# Exo terra thermometer not working



## Smurfinator (Aug 13, 2009)

I pressed the blue button (the only button) on my digi exo terra thermometer, now i cant get it back on. The instructions are long gone and i have no clue, i've tried pressing holding in the button, etc.. but not working.

Any help appreciated.


----------



## Smurfinator (Aug 13, 2009)

I really need help with this guys, i cant get it to switch on and its been off now for about 4 hours. Does anybody know how to switch these things on. Its been working for 6months straight, i've never touched it until now, i kind of pressed the buton by mistake :bash:


----------



## rob2278 (Feb 20, 2008)

Try changing the battery.


----------



## Smurfinator (Aug 13, 2009)

The battery has up to 4 years use guaranteed, so i dont think it is the battery, besides i dont have another battery handy. They should just have a simple on/off button or reset button.:devil:


----------



## rob2278 (Feb 20, 2008)

Smurfinator said:


> The battery has up to 4 years use guaranteed, so i dont think it is the battery, besides i dont have another battery handy.

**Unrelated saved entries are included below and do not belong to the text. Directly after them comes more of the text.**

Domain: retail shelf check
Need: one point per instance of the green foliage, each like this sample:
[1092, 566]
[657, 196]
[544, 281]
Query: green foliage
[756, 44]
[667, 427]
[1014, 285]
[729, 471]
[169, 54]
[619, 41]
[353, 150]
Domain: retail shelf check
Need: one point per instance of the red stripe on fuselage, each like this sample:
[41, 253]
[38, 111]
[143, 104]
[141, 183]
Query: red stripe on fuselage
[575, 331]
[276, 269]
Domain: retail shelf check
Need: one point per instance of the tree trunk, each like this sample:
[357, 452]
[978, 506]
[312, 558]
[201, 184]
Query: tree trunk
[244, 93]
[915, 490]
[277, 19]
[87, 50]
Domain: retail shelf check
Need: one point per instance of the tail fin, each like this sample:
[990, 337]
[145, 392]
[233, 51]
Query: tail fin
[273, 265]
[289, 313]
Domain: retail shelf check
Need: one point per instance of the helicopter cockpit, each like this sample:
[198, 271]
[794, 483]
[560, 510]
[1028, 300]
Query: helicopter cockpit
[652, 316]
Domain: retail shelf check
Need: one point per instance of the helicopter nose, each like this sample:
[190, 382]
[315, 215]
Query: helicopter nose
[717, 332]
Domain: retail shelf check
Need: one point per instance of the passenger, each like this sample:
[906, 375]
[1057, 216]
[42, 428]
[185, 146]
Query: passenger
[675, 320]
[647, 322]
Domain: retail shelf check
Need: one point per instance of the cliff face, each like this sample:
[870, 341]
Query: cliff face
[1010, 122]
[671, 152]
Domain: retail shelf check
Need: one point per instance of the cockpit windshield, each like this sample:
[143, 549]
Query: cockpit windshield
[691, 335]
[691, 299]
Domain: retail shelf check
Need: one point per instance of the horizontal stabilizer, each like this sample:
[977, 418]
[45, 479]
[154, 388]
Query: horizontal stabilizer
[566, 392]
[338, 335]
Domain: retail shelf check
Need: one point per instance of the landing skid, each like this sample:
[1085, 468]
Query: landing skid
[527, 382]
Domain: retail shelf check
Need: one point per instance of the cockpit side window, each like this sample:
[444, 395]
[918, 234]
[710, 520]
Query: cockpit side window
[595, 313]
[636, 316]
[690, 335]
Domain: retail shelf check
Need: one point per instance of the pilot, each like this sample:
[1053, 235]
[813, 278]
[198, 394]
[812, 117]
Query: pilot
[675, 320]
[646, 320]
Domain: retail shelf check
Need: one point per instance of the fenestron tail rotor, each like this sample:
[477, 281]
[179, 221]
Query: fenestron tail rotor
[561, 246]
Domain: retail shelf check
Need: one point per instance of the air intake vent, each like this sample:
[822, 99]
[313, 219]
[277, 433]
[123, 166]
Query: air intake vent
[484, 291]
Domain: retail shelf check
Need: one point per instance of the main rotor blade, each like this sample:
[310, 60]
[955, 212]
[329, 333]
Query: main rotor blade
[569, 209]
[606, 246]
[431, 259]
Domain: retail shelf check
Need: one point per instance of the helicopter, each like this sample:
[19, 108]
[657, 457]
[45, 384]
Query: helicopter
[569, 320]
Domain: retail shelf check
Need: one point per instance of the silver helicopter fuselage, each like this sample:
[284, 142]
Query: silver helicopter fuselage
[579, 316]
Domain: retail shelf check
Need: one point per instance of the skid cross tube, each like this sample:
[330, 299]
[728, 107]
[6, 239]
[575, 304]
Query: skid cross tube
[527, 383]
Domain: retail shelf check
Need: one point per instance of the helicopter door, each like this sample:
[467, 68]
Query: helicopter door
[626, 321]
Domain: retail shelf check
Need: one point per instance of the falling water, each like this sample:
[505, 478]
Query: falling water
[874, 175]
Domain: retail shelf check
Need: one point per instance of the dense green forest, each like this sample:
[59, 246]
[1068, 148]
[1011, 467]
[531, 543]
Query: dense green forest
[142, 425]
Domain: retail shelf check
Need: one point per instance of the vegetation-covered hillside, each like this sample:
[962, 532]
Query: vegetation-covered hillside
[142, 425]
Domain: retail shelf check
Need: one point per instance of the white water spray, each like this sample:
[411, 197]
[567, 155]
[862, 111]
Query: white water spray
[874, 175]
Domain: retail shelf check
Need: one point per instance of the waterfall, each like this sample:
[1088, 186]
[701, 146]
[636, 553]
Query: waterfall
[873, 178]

They should just have a simple on/off button or reset button.:devil:


I'd still try the battery.


----------



## Smurfinator (Aug 13, 2009)

Ok i've just this minute got it worknig, i took the battery out give the inside a little blow, left the battery out for about 15-20 mins, held the button in for about 5 seconds and viola!

What a perplexing little object :whip:


----------